Wednesday, February 29, 2012

last day of the feast

Today is the last day of the scheduled Black History Month. I didn't celebrate with others like other descendants of immigrants in this country celebrate their points of origin. We have big celebrations for being American and then slightly smaller celebrations for various ethnic groups. When Black people's time comes around there are isolated public displays, perhaps a rally and a picnic, but it's not like a national public display. We have a history of being shamed, even lynched in public, we are leery of open displays of pride. Safety in numbers huh, whats to stop the squashing of even a million man march, if it suits an end game.

I was in college in the 70's, we tried to have a celebrate Black heritage week. We sported our dashikis and fros (real hair not wigs), we had drum troops, stepp'n troops, dance and singing. We did rap before it became cursing and dissing. We talked Malcom and MLK and Douglas. The first year it was glorious, the second a ho-hum, the third a what the hell was that. To "celebrate" Black History never catches on really, there is too much effort to rekindle it every year, sparks but no fire. There is something wrong, something missing, hidden, unexplained, covered up.

Leviticus 26 and Deuteronomy 28 in the Bible says a certain people will forget and be forgotten, forget their God, heritage, and ways. Psalms 83 speaks of a collusion of crafty council to make you forget and wipe you out of remembrance (the Willy Lynch letter). We are a people who as a whole can't say who we are or where we are from. We can't point to our origin, don't speak our original language and can't figure if the things we do are whispers of our forgotten culture or not. Black scholars and truth seeking individuals have posted so many identifying clues but as a group we don't identify enough with this information to link, bond and have a cultural remembering as a group. Oh it can't be that!!
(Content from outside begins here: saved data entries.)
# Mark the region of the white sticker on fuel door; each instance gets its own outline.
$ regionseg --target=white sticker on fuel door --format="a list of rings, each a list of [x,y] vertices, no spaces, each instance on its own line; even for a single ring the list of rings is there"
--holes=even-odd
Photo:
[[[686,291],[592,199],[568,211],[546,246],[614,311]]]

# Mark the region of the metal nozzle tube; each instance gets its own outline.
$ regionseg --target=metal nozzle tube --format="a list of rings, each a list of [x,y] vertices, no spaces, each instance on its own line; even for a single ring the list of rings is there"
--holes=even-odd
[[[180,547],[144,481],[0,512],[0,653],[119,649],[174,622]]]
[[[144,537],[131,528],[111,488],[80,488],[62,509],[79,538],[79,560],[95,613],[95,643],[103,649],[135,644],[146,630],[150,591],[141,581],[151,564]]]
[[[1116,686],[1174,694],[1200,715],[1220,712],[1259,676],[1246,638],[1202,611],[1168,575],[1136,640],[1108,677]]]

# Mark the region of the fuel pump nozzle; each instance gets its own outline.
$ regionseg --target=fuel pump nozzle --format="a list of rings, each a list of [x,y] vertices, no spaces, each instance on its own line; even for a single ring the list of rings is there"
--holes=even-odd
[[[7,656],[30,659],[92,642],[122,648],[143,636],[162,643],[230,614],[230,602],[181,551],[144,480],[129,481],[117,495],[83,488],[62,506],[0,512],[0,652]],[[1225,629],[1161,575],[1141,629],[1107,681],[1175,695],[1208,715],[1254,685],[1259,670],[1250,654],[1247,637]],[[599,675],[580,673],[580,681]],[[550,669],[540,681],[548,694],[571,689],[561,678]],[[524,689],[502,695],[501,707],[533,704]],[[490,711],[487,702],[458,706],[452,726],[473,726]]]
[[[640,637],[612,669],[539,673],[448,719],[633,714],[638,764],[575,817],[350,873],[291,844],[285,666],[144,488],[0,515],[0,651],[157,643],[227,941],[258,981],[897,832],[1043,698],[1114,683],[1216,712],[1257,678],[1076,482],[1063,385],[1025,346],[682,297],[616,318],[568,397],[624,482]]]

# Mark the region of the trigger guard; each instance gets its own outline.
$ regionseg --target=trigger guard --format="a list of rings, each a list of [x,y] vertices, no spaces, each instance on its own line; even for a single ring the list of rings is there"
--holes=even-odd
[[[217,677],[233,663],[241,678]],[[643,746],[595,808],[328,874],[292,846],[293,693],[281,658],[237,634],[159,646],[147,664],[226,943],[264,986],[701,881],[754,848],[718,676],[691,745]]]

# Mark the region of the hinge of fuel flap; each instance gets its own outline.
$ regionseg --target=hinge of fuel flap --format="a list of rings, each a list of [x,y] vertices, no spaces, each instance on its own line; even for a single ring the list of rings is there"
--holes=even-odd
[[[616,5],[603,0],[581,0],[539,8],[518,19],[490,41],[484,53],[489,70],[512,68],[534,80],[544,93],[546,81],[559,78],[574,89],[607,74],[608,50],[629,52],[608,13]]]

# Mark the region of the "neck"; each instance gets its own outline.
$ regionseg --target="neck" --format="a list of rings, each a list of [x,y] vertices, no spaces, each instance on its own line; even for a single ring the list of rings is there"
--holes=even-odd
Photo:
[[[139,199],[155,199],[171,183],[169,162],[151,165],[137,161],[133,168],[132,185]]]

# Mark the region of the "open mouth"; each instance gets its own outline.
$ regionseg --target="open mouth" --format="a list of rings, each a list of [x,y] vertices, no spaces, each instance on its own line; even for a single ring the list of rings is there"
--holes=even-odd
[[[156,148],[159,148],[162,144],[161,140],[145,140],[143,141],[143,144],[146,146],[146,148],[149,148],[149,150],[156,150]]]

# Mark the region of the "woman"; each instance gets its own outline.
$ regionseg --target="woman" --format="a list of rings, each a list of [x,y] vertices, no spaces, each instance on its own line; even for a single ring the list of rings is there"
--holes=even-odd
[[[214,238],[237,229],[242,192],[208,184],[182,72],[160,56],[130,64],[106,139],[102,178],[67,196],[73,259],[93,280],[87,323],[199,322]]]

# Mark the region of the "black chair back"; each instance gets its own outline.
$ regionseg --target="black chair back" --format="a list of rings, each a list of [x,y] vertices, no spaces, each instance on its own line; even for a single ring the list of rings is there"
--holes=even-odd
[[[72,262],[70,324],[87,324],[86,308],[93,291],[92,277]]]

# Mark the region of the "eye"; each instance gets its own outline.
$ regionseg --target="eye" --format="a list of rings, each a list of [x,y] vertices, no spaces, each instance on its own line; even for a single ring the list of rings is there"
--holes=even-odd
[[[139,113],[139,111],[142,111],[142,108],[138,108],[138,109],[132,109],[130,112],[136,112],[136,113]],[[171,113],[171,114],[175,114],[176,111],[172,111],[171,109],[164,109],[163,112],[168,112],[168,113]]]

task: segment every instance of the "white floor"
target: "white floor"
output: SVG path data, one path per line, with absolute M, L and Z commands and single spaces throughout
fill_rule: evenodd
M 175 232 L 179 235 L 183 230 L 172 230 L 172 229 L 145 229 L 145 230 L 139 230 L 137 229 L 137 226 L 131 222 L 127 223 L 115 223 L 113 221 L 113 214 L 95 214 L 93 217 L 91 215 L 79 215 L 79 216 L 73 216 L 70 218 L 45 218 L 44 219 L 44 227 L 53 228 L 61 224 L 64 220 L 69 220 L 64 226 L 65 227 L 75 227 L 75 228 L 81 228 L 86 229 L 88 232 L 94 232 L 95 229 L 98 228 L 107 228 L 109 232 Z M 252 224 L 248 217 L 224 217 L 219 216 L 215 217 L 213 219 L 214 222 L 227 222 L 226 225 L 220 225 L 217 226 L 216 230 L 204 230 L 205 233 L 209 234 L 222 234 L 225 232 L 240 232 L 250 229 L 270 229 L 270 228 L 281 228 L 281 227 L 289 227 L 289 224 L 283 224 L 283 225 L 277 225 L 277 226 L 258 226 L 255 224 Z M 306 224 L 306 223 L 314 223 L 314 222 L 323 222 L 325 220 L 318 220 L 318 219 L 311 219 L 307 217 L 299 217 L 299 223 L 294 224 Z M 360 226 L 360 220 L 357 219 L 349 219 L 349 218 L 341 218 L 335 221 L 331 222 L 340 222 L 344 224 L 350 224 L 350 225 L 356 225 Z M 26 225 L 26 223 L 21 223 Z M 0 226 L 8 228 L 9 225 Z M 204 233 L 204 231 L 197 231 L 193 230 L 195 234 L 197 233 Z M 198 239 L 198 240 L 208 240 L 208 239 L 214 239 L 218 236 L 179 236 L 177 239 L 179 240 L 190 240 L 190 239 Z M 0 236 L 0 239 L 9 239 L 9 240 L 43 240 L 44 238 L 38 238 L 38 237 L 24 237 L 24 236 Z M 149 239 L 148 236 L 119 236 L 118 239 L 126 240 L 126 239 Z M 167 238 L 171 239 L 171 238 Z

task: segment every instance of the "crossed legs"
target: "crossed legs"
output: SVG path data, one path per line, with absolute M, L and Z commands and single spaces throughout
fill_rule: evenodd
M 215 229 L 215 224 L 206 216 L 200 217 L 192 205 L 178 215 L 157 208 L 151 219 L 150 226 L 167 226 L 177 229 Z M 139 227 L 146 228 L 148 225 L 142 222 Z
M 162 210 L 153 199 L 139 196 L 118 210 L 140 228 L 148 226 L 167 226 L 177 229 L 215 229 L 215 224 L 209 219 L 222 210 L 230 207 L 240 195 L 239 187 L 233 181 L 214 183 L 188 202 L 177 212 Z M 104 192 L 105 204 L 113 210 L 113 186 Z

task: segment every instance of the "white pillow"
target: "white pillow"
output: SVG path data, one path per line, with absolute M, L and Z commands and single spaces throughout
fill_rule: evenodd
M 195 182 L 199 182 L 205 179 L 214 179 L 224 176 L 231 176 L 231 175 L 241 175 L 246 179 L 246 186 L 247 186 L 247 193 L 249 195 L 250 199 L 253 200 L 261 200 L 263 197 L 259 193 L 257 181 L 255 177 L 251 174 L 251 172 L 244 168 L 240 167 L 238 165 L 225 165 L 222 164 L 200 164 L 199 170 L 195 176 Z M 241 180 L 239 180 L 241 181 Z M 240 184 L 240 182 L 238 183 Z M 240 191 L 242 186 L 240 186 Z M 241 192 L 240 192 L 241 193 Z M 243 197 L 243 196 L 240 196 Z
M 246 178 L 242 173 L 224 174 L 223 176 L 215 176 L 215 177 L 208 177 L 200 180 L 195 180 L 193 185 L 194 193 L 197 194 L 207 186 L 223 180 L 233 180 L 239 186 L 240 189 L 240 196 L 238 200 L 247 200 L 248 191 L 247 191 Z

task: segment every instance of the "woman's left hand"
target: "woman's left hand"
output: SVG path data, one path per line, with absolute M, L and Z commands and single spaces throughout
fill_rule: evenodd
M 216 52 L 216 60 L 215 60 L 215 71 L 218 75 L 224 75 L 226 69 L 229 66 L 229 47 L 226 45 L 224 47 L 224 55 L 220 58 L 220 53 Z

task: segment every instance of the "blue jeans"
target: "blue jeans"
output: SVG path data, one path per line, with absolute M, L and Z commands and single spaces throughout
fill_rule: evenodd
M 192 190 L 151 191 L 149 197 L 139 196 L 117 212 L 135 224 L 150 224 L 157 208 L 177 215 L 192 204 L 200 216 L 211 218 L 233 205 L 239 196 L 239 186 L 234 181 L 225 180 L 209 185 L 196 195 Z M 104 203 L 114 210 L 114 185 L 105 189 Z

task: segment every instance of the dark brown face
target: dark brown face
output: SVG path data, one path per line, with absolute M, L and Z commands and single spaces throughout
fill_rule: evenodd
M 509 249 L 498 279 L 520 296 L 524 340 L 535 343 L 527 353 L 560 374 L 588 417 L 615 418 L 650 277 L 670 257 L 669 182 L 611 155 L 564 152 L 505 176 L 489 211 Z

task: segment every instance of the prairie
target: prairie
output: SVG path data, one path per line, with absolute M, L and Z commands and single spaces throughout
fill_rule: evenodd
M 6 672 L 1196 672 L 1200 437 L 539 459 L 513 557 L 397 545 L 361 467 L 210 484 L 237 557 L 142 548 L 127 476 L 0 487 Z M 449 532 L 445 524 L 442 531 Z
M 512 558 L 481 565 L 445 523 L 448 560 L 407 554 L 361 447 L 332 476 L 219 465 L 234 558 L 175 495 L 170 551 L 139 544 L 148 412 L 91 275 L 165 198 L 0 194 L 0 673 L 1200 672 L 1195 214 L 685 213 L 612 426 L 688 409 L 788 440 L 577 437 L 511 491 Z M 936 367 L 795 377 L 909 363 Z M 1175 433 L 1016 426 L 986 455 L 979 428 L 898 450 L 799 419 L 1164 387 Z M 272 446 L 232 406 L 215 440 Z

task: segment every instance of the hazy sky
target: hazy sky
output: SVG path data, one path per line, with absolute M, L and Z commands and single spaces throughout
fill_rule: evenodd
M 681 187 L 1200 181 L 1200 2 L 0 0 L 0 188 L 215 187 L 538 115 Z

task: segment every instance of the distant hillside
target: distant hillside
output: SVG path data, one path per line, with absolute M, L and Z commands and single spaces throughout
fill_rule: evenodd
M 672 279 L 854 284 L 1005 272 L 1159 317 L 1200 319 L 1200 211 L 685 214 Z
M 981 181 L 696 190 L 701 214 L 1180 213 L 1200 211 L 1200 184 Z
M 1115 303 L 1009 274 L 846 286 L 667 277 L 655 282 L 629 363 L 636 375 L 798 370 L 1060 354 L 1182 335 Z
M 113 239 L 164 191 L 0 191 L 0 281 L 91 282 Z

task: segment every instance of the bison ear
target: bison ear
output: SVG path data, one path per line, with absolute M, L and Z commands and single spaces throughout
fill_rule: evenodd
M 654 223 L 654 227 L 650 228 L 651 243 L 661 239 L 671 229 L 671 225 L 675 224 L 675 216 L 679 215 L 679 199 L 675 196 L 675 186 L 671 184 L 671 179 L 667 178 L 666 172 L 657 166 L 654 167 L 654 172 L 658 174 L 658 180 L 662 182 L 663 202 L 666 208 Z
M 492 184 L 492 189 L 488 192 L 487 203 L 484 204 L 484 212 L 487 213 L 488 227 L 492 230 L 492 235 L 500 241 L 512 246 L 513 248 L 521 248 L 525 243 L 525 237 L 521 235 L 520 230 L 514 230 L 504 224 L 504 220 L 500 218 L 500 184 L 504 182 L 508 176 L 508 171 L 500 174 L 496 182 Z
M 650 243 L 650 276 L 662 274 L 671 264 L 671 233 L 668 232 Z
Remembering, remembering, remembering. When I get out of my car at the grocers, walking to the door, I look at every face. I look for remembrance in every Black face. Almost all have forgotten, perhaps one or two might give a sign of knowing. Some are still waiting, some have given up, some given over. It doesn't matter, so what, who cares. The ones who have it can't pass it on because younger ones can't receive it. We can't even say if what we have discovered is real. Can't trust the establishment who lied. It's hidden in plain sight, we still don't believe what we are seeing. It's so hard to remember when you've been cut off...............reparations won't restore knowledge of self.